Têtes grises et fèves au lard

Je regarde d’un air peu convaincu le contenu de mon assiette tout en balayant la salle du regard. 250 têtes, grises pour la plupart, semblent prendre plaisir au déjeuner servi par une poignée de bénévoles motivés en ce dimanche matin.

Le brunch de La Légion a l’air d’une véritable institution. La file ne désemplit pas jusqu’à midi pour se faire servir œufs, bacon et fèves au lard. Tous les bénévoles ont visiblement eux aussi plus de 65 ans.

Reine, 75 ans, surveillante au secondaire

« C’est bon hein? »

Je regarde la dame énergique assise en face de moi qui m’interpelle pour savoir si j'apprécie le contenu de mon assiette.

Les yeux bleus pétillants, la dame que je nommerais Reine, entame la conversation.

À côté de moi, un autre couple d’habitués qui ont plus de 70 ans se régalent aussi.

J'adore discuter avec les personnes plus âgées. Reine me raconte qu’elle a 75 ans.

Elle arbore une coupe de cheveux gris à la Tintin, des ongles au vernis impeccable et une bonne humeur à toute épreuve.

Je reste bouche bée quand elle me dit qu’elle travaille au service de garde de l’école du coin avec les maternelles.
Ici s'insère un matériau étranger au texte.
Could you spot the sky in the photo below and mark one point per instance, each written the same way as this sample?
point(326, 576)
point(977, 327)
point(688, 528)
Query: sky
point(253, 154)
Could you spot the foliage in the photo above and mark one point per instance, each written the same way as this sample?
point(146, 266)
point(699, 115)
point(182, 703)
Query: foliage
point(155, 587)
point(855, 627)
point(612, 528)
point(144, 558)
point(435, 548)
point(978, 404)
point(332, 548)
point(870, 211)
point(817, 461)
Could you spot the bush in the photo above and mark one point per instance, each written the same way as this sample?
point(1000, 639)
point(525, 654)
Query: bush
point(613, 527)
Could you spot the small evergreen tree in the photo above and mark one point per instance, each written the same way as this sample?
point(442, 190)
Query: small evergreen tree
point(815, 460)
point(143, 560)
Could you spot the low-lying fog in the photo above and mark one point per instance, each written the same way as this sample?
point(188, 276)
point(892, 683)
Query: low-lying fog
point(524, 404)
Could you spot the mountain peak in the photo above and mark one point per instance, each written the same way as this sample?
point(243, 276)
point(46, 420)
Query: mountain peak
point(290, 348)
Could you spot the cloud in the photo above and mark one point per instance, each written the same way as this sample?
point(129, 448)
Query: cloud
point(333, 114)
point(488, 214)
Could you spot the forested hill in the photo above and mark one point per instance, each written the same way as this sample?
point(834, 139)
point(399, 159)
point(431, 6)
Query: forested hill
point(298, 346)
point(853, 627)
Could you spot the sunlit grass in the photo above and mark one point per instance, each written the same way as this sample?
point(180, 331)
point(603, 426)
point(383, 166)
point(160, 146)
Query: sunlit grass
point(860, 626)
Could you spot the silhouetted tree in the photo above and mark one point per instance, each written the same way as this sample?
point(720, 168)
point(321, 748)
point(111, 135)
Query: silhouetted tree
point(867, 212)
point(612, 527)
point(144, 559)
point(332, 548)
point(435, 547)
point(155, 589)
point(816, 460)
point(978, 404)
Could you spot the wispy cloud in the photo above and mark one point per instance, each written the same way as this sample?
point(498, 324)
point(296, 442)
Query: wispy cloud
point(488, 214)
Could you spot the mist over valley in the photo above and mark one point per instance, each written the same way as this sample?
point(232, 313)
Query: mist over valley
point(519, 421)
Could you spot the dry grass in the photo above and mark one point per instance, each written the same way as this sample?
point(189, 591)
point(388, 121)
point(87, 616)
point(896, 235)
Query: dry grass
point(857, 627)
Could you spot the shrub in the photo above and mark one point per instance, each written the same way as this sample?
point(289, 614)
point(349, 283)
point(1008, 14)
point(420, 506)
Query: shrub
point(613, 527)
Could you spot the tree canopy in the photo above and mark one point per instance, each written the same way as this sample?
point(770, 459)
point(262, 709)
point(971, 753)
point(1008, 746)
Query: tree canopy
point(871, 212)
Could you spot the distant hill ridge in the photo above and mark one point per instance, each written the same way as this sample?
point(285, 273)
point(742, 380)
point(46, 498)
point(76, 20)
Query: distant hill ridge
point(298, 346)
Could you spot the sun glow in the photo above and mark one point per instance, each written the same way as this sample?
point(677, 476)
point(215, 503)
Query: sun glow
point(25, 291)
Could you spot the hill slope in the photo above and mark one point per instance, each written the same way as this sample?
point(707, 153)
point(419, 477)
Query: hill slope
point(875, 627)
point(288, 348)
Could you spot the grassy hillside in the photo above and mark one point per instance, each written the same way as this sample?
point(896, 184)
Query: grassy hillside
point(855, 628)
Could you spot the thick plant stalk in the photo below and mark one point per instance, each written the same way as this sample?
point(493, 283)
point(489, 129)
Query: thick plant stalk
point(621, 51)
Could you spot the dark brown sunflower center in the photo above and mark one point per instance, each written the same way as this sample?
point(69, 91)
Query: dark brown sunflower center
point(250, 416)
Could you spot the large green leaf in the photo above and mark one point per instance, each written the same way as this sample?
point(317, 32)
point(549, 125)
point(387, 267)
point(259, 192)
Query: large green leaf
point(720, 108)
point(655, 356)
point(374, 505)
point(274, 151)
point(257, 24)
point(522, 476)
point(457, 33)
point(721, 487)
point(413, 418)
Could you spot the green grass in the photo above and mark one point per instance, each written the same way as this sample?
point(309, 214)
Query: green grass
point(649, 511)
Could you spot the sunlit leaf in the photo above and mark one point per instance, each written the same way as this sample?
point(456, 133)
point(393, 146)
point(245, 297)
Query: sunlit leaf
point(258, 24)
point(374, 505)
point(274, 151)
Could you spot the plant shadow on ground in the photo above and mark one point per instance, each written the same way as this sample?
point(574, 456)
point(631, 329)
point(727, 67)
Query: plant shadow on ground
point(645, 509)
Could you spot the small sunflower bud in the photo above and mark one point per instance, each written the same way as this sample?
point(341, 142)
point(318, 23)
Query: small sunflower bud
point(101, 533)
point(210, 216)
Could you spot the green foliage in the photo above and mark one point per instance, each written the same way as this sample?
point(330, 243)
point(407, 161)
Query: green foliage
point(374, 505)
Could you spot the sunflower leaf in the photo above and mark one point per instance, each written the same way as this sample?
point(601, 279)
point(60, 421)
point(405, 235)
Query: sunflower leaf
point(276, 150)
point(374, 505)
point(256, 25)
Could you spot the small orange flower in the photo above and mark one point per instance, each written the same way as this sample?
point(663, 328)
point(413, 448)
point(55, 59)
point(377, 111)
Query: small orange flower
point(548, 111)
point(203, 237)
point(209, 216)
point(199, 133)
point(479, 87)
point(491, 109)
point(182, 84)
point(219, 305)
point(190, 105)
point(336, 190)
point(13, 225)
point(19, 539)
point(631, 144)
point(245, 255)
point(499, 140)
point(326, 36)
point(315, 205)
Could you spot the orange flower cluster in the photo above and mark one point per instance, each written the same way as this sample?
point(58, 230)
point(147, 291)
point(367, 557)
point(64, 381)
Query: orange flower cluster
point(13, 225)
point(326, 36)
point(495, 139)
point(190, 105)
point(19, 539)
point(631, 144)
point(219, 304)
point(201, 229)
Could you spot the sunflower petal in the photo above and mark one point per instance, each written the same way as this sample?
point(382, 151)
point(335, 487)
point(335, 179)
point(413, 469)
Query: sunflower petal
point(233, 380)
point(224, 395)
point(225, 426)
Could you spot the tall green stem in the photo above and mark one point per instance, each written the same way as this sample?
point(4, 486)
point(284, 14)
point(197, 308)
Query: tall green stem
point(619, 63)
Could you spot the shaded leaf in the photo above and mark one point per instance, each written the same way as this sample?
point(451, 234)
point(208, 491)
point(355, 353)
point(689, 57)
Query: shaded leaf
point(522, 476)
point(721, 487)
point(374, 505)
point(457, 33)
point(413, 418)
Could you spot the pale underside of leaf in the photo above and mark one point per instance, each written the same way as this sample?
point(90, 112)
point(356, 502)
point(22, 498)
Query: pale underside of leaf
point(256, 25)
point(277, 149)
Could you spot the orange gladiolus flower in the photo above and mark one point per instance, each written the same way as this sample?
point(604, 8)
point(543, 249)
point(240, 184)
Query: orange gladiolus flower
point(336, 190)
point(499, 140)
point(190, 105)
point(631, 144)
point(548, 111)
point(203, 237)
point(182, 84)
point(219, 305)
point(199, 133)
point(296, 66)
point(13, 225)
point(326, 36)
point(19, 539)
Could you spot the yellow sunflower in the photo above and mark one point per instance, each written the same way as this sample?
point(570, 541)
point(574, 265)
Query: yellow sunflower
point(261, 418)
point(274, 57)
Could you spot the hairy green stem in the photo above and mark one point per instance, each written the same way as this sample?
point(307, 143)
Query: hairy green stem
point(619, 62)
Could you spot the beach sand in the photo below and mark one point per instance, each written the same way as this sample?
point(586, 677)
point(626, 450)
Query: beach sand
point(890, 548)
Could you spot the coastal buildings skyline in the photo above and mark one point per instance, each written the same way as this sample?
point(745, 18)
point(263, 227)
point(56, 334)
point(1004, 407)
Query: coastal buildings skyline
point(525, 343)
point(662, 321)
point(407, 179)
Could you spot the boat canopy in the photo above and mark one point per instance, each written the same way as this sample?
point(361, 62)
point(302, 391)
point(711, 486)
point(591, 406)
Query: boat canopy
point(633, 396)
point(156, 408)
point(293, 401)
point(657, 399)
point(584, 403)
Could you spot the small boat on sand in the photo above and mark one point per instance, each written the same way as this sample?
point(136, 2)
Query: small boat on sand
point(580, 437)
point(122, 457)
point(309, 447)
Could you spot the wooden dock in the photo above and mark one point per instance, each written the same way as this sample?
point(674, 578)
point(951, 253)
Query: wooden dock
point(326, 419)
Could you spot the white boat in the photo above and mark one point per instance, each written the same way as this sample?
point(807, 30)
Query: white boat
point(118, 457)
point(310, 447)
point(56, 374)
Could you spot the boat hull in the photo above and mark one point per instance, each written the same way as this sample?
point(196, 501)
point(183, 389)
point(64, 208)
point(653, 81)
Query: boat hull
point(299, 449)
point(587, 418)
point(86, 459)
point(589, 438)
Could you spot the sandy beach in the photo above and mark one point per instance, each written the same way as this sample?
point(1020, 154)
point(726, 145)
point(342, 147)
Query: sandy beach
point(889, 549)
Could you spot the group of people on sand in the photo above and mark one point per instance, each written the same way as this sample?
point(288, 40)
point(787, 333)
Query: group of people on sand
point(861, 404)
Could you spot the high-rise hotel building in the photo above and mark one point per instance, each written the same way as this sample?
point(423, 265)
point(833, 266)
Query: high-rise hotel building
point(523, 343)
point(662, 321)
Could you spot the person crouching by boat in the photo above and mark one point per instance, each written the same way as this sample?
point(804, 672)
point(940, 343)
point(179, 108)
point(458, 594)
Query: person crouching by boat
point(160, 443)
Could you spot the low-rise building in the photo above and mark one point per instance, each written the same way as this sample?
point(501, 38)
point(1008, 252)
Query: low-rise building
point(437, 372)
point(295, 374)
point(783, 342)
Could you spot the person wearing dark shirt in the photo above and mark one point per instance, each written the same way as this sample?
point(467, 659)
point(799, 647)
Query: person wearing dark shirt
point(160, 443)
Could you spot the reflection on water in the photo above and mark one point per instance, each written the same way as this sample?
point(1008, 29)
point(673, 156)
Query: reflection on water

« Mais je fais aussi des remplacements comme surveillante au secondaire, me dit-elle. J’adore ça! Tiens, regarde ce que je fais. »

Elle me montre une photo des petites surprises qu’elle a préparées pour chaque enfant:  un suçon en forme de cœur avec une petite carte personnalisée pour la Saint-Valentin.

« Je m’ennuie chez moi, ça m'occupe et les enfants adorent ça. Pour Pâques, je leur ferai des petits cocos. Et pour Halloween, je me déguise et je me teins les cheveux en rose fluo! »

Mon cœur fond d’admiration devant cette intrépide ainée qui continue à travailler pour le plaisir de donner de son temps à la jeune génération.

Redonner à la société tant qu’on peut

Mon voisin de table qui s’est joint à la conversation me dit : ’ Ce n’est pas parce qu’on a plus de 70 ans qu’on est plus bon à rien. On a encore beaucoup à donner et on veut redonner autour de nous tant qu’on peut.  On a besoin de continuer à se sentir utiles dans la société.’

Favoriser la mixité des générations, un pari gagnant

Je suis repartie, admirative et songeuse.

On gagnerait à ouvrir davantage nos écoles aux ainés et à favoriser la mixité des générations pour le plus grand bonheur de tous.

Je reviendrais au prochain brunch de la Légion, pas tant pour la qualité des fèves au lard que pour côtoyer à nouveau ces personnes inspirantes et sympathiques.